Risk-Adjusted Performance: The Sortino Ratio of 1.2048 indicates reasonable risk-adjusted returns when considering only downside volatility. This suggests the portfolio effectively balances return generation against downside risk. Stress Testing Implications: Based on a $1,000,000 portfolio:
- Severe scenarios (2008-style crisis/ Covid-19): -$300,000 to -$400,000 potential loss
- Moderate scenarios (Tech Bubble/Black Monday): - $200,000 t0 -$250,000 loss
- Mild scenarios (Moderate Recession): -$150,000 loss
The portfolio shows robust characteristics under normal conditions with moderate volatility and positive skewness. Non-normal distribution characteristics suggest the need for careful tail risk management. The significant gap between normal conditions VaR (-1.59\%) and stress scenario losses (-15\% to -40\%) highlights the importance of maintaining adequate capital buffers. The positive Sortino ratio suggests the current risk-return profile is favorable, but the high kurtosis indicates the need for continued vigilance against extreme events.
Conclusion
The project utilizes Monte Carlo simulation to identify the efficient frontier for a mean-variance equity portfolio. We then measure Value at Risk (VaR) and Conditional Value at Risk (CVaR) for the year 2024, covering all 252 business days. Additionally, a year-long Monte Carlo simulation is conducted to evaluate various risk-related factors and metrics.

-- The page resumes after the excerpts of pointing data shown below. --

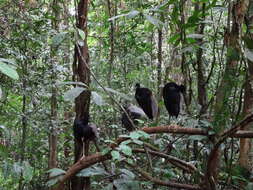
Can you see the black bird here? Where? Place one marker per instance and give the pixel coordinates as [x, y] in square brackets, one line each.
[171, 97]
[83, 131]
[134, 113]
[146, 101]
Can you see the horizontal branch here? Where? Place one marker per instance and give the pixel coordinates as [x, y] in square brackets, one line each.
[147, 176]
[88, 161]
[173, 160]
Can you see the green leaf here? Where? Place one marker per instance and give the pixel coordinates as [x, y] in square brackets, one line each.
[128, 174]
[55, 172]
[174, 38]
[125, 149]
[97, 98]
[105, 151]
[58, 39]
[132, 14]
[137, 134]
[115, 155]
[91, 171]
[71, 94]
[117, 93]
[81, 33]
[153, 20]
[27, 171]
[249, 186]
[195, 36]
[137, 142]
[249, 54]
[8, 70]
[197, 137]
[1, 93]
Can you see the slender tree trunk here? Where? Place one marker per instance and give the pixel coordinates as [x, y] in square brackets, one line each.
[246, 152]
[110, 11]
[24, 126]
[202, 94]
[159, 66]
[184, 67]
[52, 162]
[221, 108]
[82, 74]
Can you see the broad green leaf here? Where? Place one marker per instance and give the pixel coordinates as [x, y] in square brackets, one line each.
[27, 171]
[73, 83]
[115, 17]
[97, 98]
[153, 20]
[137, 134]
[249, 54]
[197, 137]
[91, 171]
[117, 93]
[8, 70]
[115, 155]
[81, 33]
[11, 61]
[58, 39]
[55, 172]
[195, 36]
[52, 181]
[132, 14]
[128, 174]
[125, 149]
[105, 151]
[71, 94]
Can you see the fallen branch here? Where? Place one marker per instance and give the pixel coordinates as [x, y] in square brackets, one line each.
[86, 162]
[214, 154]
[147, 176]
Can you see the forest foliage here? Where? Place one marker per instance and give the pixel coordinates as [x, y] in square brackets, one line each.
[204, 45]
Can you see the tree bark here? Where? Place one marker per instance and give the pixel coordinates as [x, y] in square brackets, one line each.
[246, 152]
[221, 108]
[81, 74]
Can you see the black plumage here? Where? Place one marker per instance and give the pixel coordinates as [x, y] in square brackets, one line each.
[146, 101]
[83, 131]
[171, 97]
[134, 113]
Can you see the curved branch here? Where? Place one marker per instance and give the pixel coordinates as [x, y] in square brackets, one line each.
[147, 176]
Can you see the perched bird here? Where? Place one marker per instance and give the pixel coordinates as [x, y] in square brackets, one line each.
[146, 101]
[134, 113]
[171, 97]
[83, 131]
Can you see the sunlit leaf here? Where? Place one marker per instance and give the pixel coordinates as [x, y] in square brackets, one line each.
[81, 33]
[8, 70]
[196, 36]
[71, 94]
[27, 171]
[97, 98]
[153, 20]
[115, 155]
[132, 14]
[91, 171]
[128, 174]
[55, 172]
[58, 39]
[125, 149]
[249, 54]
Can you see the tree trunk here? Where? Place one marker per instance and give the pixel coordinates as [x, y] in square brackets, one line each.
[246, 152]
[221, 108]
[81, 74]
[52, 161]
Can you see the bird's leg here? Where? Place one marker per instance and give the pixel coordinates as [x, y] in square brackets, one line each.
[83, 147]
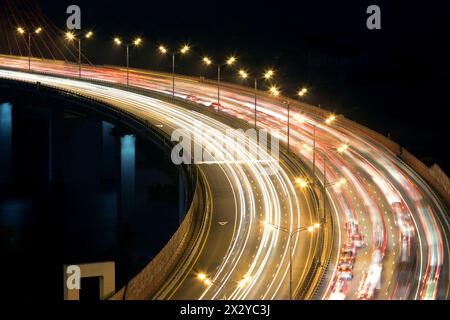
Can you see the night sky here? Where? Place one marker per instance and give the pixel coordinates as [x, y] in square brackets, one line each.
[394, 80]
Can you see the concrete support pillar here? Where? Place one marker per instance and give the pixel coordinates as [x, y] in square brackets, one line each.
[5, 143]
[55, 146]
[108, 152]
[127, 176]
[74, 273]
[181, 196]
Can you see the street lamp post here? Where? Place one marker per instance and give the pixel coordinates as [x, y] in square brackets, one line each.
[22, 31]
[291, 234]
[230, 61]
[70, 36]
[184, 50]
[136, 43]
[267, 76]
[325, 185]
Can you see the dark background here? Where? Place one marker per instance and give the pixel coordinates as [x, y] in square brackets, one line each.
[394, 80]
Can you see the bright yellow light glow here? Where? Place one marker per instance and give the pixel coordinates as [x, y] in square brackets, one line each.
[307, 148]
[341, 182]
[267, 224]
[300, 118]
[231, 61]
[70, 36]
[330, 119]
[302, 183]
[342, 148]
[243, 74]
[207, 282]
[185, 49]
[246, 280]
[201, 276]
[269, 74]
[162, 49]
[274, 91]
[207, 61]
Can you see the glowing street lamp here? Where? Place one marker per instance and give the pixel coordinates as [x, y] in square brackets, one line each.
[184, 50]
[342, 148]
[274, 91]
[302, 92]
[229, 62]
[330, 119]
[243, 74]
[21, 31]
[207, 61]
[70, 36]
[310, 229]
[268, 75]
[136, 43]
[302, 183]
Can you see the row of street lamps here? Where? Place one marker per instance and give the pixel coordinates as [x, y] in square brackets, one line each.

This forward-looking analysis indicates a well-structured portfolio with moderate risk under normal conditions but notable vulnerability to extreme market events. The presence of non-normal distribution characteristics underscores the need for ongoing tail risk management.
Based on the Monte Carlo-simulated risk measurements, some immediate actions can be taken to reduce risk exposure. These include effective hedging strategies such as using protective puts for tech positions, diversifying with non-correlated assets, implementing stop-loss orders based on VaR thresholds, and prioritizing strategies to minimize tail risk.